Teen admits he was a lookout in two burglaries committed by Nick Brady, who was killed by a homeowner in a third break-in.
LITTLE FALLS, MINN. – A friend of the teenage boy who was shot to death after breaking into the home of Byron Smith last Thanksgiving Day pleaded guilty Friday to charges that he twice helped his friend steal items from the home.
Cody M. Kasper, 17, entered the pleas a day after a Morrison County grand jury indicted Smith on charges of first-degree, premeditated murder in the shooting and killing of Kasper’s friend, Nick Brady, 17, and Brady’s cousin, Haile Kifer, 18, after the two broke into Smith’s home.

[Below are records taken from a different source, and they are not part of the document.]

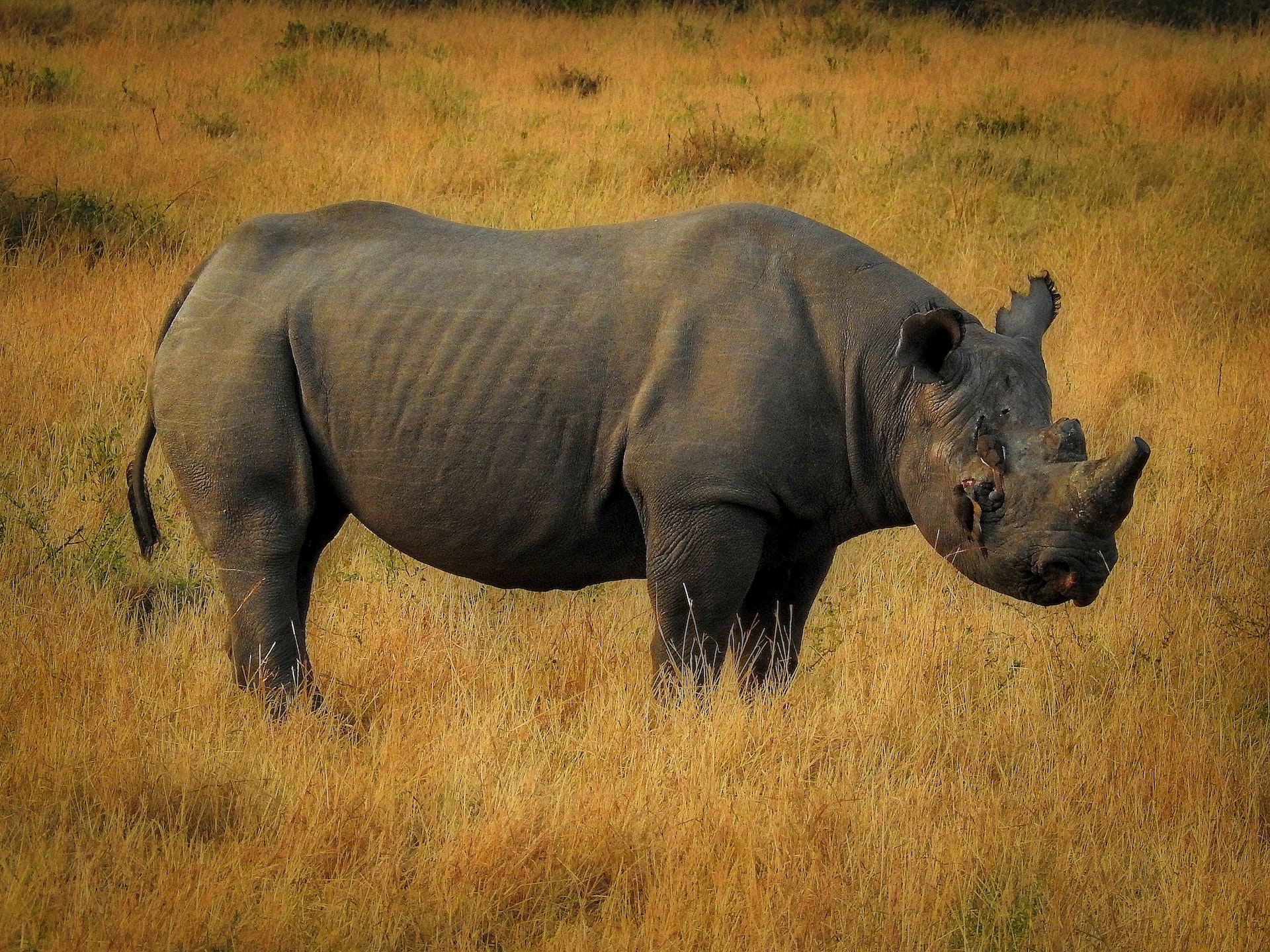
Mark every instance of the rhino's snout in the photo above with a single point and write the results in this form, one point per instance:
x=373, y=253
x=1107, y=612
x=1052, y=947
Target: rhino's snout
x=1070, y=578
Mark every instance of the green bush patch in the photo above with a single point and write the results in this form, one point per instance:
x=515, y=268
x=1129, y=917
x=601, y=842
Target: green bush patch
x=79, y=223
x=579, y=83
x=722, y=150
x=1235, y=102
x=1000, y=126
x=42, y=85
x=51, y=22
x=220, y=125
x=334, y=33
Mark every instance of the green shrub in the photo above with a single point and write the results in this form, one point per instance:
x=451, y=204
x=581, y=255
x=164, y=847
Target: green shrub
x=42, y=85
x=581, y=83
x=1228, y=102
x=222, y=125
x=997, y=125
x=1174, y=13
x=52, y=22
x=79, y=223
x=334, y=33
x=722, y=150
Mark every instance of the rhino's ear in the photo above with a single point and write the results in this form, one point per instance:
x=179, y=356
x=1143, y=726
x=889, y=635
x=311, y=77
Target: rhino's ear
x=1032, y=316
x=927, y=343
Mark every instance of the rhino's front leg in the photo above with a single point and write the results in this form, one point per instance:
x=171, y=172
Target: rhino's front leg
x=773, y=617
x=701, y=562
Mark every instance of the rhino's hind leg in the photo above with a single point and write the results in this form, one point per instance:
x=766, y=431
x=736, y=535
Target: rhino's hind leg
x=257, y=510
x=773, y=618
x=700, y=564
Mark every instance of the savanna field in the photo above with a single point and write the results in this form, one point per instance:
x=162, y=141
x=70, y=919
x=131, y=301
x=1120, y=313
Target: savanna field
x=951, y=769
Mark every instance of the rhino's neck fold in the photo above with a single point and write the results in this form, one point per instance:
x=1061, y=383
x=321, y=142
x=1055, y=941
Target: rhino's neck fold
x=878, y=403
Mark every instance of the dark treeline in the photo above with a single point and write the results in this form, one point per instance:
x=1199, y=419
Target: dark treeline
x=974, y=13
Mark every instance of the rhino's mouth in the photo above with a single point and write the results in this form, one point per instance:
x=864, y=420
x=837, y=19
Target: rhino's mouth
x=1071, y=575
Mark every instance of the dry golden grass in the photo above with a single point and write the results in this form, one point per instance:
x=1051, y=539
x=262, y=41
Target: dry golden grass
x=952, y=769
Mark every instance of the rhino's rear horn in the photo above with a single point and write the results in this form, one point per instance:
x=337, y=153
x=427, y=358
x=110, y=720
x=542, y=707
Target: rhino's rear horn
x=1029, y=317
x=1064, y=441
x=1105, y=487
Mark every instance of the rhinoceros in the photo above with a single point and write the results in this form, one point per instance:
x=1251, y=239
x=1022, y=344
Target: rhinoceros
x=712, y=401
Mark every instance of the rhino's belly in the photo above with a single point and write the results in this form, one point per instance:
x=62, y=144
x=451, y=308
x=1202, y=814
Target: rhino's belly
x=505, y=498
x=520, y=534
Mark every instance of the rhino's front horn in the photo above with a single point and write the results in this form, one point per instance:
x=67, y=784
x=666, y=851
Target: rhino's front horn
x=1104, y=487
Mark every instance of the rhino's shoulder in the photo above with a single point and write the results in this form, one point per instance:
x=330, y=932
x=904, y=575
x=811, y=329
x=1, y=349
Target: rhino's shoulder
x=333, y=223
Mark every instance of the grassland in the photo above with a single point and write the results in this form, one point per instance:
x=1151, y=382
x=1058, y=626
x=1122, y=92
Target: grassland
x=951, y=769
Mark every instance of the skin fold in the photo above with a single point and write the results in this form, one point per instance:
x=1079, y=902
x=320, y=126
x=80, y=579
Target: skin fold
x=713, y=401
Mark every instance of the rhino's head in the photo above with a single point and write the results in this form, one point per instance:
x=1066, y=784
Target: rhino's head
x=1002, y=492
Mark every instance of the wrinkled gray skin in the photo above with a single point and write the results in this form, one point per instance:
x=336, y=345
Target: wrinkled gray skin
x=713, y=401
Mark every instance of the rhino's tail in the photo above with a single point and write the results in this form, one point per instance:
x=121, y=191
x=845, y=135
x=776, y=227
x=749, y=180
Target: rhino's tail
x=139, y=494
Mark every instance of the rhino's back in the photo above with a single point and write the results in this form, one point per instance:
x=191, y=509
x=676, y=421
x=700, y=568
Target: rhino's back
x=470, y=392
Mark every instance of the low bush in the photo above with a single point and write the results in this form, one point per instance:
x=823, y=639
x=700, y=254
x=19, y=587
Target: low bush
x=1173, y=13
x=42, y=85
x=722, y=150
x=220, y=125
x=1228, y=102
x=334, y=33
x=579, y=83
x=52, y=22
x=79, y=223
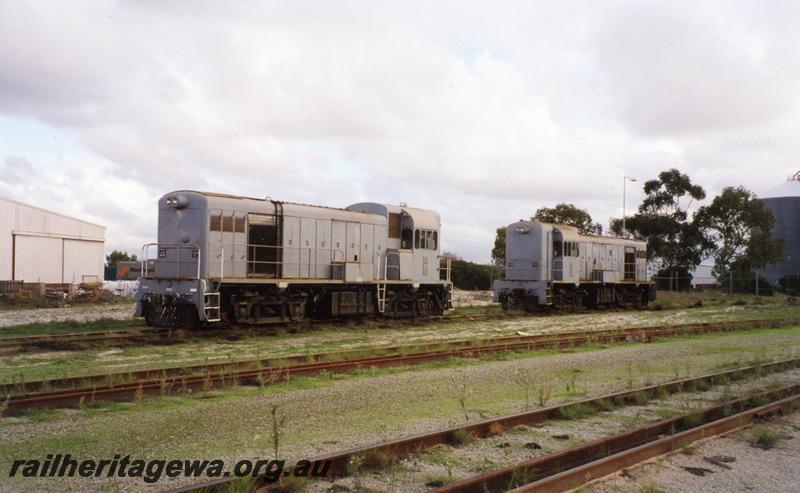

Prosecutors have said that Smith, a 64-year-old retired U.S. State Department employee, shot Brady and Kifer, who were unarmed, multiple times after initially wounding them as they walked down the stairs to his basement Thanksgiving Day. Prosecutors said an audio recording of the shootings indicated Smith taunted the teens while firing shot after shot, then dragged the bodies to a workroom and left them there until police were called to the home the next day.
But friends and relatives have said that Smith was scared and acting to protect himself and his property after a series of burglaries in the months before the shootings.
“Nicholas Brady and Haile Kifer broke into Mr. Smith’s home by shattering a bedroom window with a metal pipe,” Smith’s attorney, Steve Meshbesher, said in a news release after the grand jury indictment. “Mr. Smith did not seek Brady and Kifer out. They sought him by violently breaking into his home on Thanksgiving.”
During a half-hour hearing before District Judge Douglas Anderson at the Morrison County courthouse Friday, Kasper, sitting between his father and his attorney, said that he served as a lookout for Brady last summer and again in October as Brady stole several items, including cash and a chain saw, from Smith’s house and detached garage.
Kasper, who once did yard work for Smith, said that in both instances, he never entered the house or garage, but stood in a nearby grove of pines with his cellphone in hand to call and warn Brady if someone approached.
According to two criminal complaints filed against Kasper in February, Brady kicked in a basement door during the first burglary and returned with cash and a video camcorder. Brady later rewarded Kasper by buying him clothes and shoes with the stolen cash and giving him an ATV.
During the October burglary, Brady, who also had worked for Smith at one time, forced his way into Smith’s detached garage and stole a chain saw, gas siphoning kit and rolls of copper wire. The boys hid the items in the woods, returning later to pick them up.
Under terms of an agreement reached Friday, Kasper would be sentenced to 90 days of electronic home monitoring and serve 200 hours of community work service in exchange for pleading guilty to aiding and abetting the burglaries.
Anderson is expected to rule on the agreement at a sentencing hearing June 7.